And this is my point of disagreement. Sure, we can’t force someone to date (a general term I will use for sex, romance, etc) with someone. There is an absolutely right of refusal. But you guys are acting like that’s the end of the conversation. And I don’t agree it is. There’s no reason that fighting the racism, even at the individual level, has to mean forcing them to date any particular person.
For example, we can do what we normally do with people who show signs of racism. If we notice someone who seems to categorically reject dating any black person, we can talk with them to confirm our suspicions. We can then try to convince them of what we see. We can discuss why such preferences are harmful and why they should try to open their mind by exposing themselves to various attractive people of the race they don’t prefer. We can push them to confront prejudices and biases.
And if it’s a pattern of bigotry, we also have the bigger guns at our disposal with those who are particularly stubborn. We can refuse to interact with them when they act that way. We can tell other people about how they act. We can scold. We can provide consequences ourselves and encourage others to do so.
None of this requires pressuring someone to date any particular individual. I agree that that is sacrosanct. Where I disagree is that this makes this sort of racism something that can’t be dealt with. And I disagree that we can do so at a societal level without inherently doing so at an individual level, as society is made up of individuals.
I don’t disagree that aesthetics are the interaction of the individual and the culture. But the culture is a necessary part, and you will not wind up aligning with the bigotries of a culture without that bigotry having influenced that preference to some degree. And, when such an aesthetic preference affects others, I believe we have a duty to try and combat it. What we find beautiful is largely influenced by exposure, so we should then expose ourselves to things that go outside our usual aesthetic comfort zone. Or, to put it in a practical way: someone who finds they don’t find black women attractive (but do find women of other races attractive) should be exposing themselves to more beautiful black women. In fact, this is something I personally had to do.
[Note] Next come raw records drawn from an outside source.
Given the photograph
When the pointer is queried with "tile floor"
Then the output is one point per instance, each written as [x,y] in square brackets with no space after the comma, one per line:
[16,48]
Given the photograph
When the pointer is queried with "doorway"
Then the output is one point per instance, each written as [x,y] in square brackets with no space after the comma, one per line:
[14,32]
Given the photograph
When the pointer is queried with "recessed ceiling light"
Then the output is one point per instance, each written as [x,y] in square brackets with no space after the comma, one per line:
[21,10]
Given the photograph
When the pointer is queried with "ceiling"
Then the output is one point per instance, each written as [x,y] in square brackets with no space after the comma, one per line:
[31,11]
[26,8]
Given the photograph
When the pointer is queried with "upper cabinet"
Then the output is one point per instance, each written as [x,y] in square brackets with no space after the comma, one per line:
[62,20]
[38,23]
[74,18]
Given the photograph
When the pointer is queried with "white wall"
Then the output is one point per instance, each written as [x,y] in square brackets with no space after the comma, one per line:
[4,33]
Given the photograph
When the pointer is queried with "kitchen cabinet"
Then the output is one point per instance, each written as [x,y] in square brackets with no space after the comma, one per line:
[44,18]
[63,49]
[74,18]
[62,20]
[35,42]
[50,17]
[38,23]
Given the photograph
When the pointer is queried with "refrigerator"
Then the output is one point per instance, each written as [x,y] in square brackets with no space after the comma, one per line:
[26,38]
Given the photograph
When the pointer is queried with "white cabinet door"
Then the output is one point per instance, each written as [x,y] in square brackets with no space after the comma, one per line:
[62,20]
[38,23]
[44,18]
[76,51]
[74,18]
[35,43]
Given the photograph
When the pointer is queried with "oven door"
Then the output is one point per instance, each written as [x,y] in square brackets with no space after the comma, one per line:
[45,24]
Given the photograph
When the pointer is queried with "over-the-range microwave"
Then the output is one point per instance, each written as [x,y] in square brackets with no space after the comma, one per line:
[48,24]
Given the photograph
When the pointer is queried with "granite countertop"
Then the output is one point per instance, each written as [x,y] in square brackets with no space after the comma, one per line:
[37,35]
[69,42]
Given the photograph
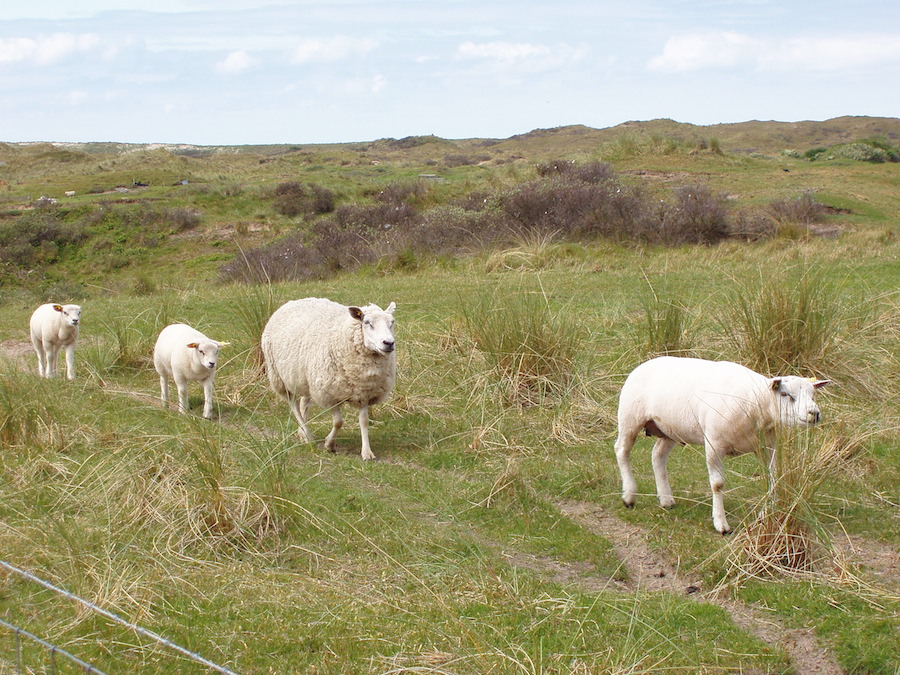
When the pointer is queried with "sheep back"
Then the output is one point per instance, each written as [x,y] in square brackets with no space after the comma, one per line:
[313,347]
[693,401]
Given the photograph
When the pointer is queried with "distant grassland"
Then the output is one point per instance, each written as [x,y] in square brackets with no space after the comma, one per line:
[461,550]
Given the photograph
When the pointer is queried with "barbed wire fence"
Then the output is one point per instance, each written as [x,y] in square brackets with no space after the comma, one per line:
[86,667]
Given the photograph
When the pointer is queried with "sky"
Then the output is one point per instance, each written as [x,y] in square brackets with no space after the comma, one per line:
[238,72]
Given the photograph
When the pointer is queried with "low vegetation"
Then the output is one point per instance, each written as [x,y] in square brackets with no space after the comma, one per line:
[530,276]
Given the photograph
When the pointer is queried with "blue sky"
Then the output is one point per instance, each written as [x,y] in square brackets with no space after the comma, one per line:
[229,72]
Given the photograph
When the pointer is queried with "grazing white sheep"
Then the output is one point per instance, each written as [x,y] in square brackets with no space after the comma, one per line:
[722,405]
[320,351]
[54,327]
[186,355]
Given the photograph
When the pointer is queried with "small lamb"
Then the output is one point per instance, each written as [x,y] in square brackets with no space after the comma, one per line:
[320,351]
[186,355]
[54,327]
[722,405]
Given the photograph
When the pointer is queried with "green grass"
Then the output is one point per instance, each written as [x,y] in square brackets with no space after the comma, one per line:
[266,554]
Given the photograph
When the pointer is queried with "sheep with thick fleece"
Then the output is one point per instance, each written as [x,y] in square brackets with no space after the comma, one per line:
[722,405]
[55,327]
[320,351]
[185,355]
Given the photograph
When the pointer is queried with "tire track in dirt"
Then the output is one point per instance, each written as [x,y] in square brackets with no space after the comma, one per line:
[648,571]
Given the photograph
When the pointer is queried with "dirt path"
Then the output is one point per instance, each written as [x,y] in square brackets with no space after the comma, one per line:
[650,572]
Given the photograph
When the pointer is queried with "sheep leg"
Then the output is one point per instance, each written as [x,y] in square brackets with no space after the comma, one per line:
[300,408]
[164,390]
[337,422]
[623,446]
[70,361]
[42,359]
[207,398]
[717,483]
[183,404]
[661,450]
[51,369]
[367,453]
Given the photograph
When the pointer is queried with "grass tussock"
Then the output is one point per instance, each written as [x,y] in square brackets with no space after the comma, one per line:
[787,322]
[530,347]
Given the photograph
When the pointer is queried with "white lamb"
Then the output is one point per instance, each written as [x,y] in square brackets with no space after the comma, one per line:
[320,351]
[186,355]
[54,327]
[722,405]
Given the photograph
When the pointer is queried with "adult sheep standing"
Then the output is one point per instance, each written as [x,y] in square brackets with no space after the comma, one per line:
[320,351]
[721,405]
[185,355]
[55,327]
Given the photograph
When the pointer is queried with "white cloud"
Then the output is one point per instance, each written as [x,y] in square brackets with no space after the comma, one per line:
[77,97]
[235,63]
[47,49]
[338,48]
[727,50]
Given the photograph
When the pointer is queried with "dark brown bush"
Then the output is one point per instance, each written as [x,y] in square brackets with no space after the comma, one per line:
[694,216]
[294,199]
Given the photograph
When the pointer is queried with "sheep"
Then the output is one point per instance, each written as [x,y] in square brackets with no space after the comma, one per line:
[719,404]
[316,350]
[54,327]
[186,355]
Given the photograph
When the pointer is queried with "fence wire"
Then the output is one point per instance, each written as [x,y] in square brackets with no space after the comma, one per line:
[53,649]
[109,615]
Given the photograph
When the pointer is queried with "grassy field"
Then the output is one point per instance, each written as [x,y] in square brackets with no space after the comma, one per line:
[489,537]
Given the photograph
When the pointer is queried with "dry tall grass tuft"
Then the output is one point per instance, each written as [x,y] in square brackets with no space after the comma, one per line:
[787,537]
[530,347]
[789,322]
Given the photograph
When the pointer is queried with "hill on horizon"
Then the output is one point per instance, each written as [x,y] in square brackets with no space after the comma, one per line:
[740,137]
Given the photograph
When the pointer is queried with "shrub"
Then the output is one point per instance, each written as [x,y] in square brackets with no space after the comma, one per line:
[803,210]
[294,199]
[696,216]
[37,237]
[754,225]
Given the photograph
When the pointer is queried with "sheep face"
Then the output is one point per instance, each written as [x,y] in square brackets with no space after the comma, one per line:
[377,327]
[796,398]
[207,353]
[71,314]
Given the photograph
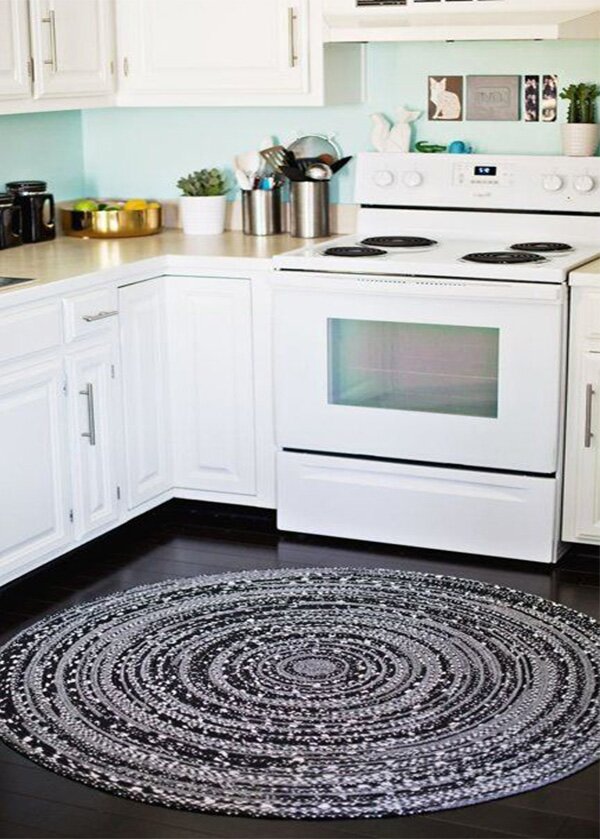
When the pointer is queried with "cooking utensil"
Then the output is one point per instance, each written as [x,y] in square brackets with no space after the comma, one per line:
[277,157]
[293,173]
[319,172]
[37,210]
[339,164]
[316,145]
[243,180]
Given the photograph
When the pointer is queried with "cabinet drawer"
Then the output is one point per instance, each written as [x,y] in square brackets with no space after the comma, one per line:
[441,508]
[586,315]
[29,330]
[90,312]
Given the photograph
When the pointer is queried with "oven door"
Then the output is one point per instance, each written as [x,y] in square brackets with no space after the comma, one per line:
[440,371]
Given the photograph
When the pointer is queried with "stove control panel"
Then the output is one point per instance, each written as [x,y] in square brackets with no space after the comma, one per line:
[514,182]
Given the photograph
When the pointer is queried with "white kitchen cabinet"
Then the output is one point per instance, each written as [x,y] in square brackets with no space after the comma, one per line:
[35,513]
[15,82]
[211,376]
[95,433]
[199,52]
[144,389]
[72,43]
[581,521]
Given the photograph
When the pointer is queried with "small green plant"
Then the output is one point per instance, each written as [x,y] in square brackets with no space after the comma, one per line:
[205,182]
[582,102]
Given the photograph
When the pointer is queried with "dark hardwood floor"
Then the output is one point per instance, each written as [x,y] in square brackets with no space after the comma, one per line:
[181,539]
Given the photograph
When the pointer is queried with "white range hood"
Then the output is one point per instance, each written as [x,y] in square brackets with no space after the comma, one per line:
[460,20]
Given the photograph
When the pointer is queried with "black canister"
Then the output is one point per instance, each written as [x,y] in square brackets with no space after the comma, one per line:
[10,222]
[37,208]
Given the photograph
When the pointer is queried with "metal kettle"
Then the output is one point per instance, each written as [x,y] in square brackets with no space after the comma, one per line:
[37,208]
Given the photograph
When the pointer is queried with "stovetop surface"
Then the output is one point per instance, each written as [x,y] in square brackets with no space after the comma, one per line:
[446,258]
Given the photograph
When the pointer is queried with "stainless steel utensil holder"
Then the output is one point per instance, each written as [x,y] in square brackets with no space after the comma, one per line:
[309,210]
[261,211]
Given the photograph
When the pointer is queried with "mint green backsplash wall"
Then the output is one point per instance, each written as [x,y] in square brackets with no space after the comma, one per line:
[46,147]
[142,151]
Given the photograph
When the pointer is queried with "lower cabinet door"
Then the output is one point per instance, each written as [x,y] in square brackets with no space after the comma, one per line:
[94,436]
[582,474]
[142,320]
[212,384]
[34,475]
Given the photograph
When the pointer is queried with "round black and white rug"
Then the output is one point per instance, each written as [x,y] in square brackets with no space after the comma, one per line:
[314,693]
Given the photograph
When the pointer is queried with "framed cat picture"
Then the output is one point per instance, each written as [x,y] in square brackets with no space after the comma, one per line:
[445,96]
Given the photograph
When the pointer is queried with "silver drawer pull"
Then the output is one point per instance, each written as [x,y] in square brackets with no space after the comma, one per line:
[53,60]
[99,316]
[588,433]
[89,394]
[292,17]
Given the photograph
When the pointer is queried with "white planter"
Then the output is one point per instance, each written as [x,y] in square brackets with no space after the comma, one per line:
[203,215]
[580,139]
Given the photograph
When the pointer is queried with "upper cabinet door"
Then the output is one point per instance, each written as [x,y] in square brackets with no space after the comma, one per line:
[73,47]
[14,50]
[207,48]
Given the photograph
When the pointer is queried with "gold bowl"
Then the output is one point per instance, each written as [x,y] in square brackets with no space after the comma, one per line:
[110,224]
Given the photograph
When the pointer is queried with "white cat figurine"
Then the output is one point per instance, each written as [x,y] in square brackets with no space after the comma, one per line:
[386,137]
[447,104]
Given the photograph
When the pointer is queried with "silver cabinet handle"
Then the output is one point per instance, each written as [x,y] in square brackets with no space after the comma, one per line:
[587,433]
[292,18]
[99,316]
[88,392]
[53,60]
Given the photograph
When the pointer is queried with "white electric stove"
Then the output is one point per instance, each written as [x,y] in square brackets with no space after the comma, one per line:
[420,365]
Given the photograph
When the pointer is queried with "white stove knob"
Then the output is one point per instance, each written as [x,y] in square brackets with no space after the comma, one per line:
[584,183]
[552,183]
[383,178]
[412,179]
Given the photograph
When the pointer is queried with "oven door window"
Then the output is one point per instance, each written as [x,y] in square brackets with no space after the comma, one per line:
[432,368]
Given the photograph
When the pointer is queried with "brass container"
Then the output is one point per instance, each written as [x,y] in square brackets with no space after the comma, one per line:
[110,224]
I do not agree, however, that sexuality works the same way. If it did, then the above argument would apply. At least some of our sexual preferences would be created by culture and we would have an obligation to try and overcome that. However, the fact that things like conversion therapy or actively trying to make yourself not gay don’t work show that it isn’t the same. There is something that is biologically innate involved in sexuality that is not so for aesthetic preferences.
I reject the idea that, say, finding dark skin unattractive is the same as, say, not finding women attractive. There is a difference here in how someone should react in that situation. One is something to try and correct, while the other isn’t.
Again, none of this means that any individual person should be able to dictate that I should be attracted to a particular individual, let alone that I should not have bodily autonomy and be able to reject them. I do think, however, that if I encounter someone who, say, has an Asian fetish, it’s okay for me to think that’s bad and try to encourage them to not do that. I would not think that if it was trying to encourage a gay guy to be attracted to women, however.
If the one is moral and the other not, then their nature must also be different in some way.
I am never a fan of anyone who argues “Yeah, that’s racist, but there’s nothing we can do about it,” which is what you seemed to be arguing.